Nicole Mari le Lundi 23 Mars 2015 à 22:40

Dix-huit cantons sur 26 pourvus en Corse dès le 1er tour des élections départementales. Dix cantons sur 11 en Corse du Sud, le dernier ayant trébuché sur la barre des 25 % des inscrits. Huit cantons sur 15 en Haute-Corse, 6 cantons en ballotage et un recalé pour manque de quorum. La droite unie rafle le Sud et conforte sa suprématie sur Ajaccio et sur tout le département. La gauche se déchire en Haute-Corse, mais si le camp Giacobbiste devrait garder la main, sa majorité devient de plus en plus illisible. L’union arc-en-ciel, imaginée à Bastia, se banalise et continue de faire bouger les lignes. Ce scrutin, comme les précédents, confirme le changement de la donne politique insulaire.



La victoire de la droite unie dans le Sud.
La victoire de la droite unie dans le Sud.

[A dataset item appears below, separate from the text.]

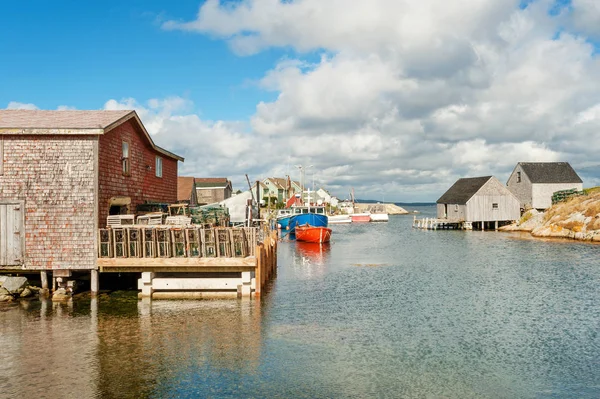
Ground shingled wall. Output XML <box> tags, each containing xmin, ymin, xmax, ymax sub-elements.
<box><xmin>0</xmin><ymin>135</ymin><xmax>97</xmax><ymax>270</ymax></box>
<box><xmin>98</xmin><ymin>119</ymin><xmax>178</xmax><ymax>227</ymax></box>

Le 1er tour des élections départementales n’a pas, en Corse, réservé de grandes surprises au niveau des résultats attendus. La droite a, comme prévu, fait main basse sur la Corse-du-Sud et les candidats grands favoris en Haute-Corse ont, quasiment tous, été élus, conservant, à-priori, la majorité départementale au camp de Paul Giacobbi. Les équilibres locaux ne semblent, apparemment, pas avoir bougé, et pourtant ! Au-delà des scores globaux et des sièges conservés ou transmis, une lecture plus fine de certains chiffres confirme les tendances qui se dessinent et s’accentuent depuis environ quatre ans. Recouverts du manteau de la victoire, certains indicateurs allument des clignotants qui sont autant de signes d’un changement des temps. Un an après les élections municipales qui ont bouleversé la donne politique insulaire et à neuf mois des prochaines Territoriales vers qui tous les regards, tous les espoirs et tous les appétits convergent, ce scrutin des cantonales est très instructif tant en termes de rapports de forces, de glissement de majorité que d’impact psychologique.
 
La face cachée de l’abstention
Le premier indicateur est le taux record d’abstention, tant au Nord qu’au Sud, et dans des fiefs bien gardés. En moyenne, presqu’un électeur corse sur deux ne s’est pas déplacé : 48,44% d’abstention en Corse-du-Sud et 48,90% en Haute-Corse. Du jamais vu dans l’île sur des scrutins de proximité ! Le désintérêt d’une élection jugée inutile pour cause de mort programmée de l’institution, de découpage cantonal absurde ou de jeu politique brouillé par des assemblages illisibles n’est pas seul en cause. Dans certains pré-carrés aux candidatures tout-à-fait lisibles, la faiblesse des voix obtenues par les vainqueurs sur leurs terres laisse songeur. A Borgo, le binôme de droite Jean Dominici/Charlotte Terrighi gagne, comme attendu, dès le 1er tour avec 77,19% des suffrages, mais avec un taux d’abstention de 54,87% dans le canton et de 52,77% dans sa commune de Borgo. Il n’a, en fait, récolté que 2643 voix sur les 7744 inscrits, soit à peine 34% des électeurs du canton et 38,8% de ceux de la commune ! Idem en Casinca-Fiumalto ou en Castigniccia où les victoires se jouent sur des abstentions supérieures à 52%.
 
Le désintérêt du rural
Egalement en Corse du Sud où le canton de Gravona-Prunelli n’affiche que 5660 votants sur 12792 inscrits. Le binôme Alexandre Sarrola/Delphine Orsoni est élu par 32,70 des inscrits ! A Ajaccio, dans le 1er canton, la participation est d’à peine 34%. Dans le 4ème canton, l’abstention culmine à 57,89 %. Pratiquement six électeurs sur dix ne sont pas allés voter et le binôme municipal, largement victorieux, doit, comme dans le 1er canton de Bastia, repasser aux urnes, faute d’avoir atteint le quorum de 25 % des inscrits !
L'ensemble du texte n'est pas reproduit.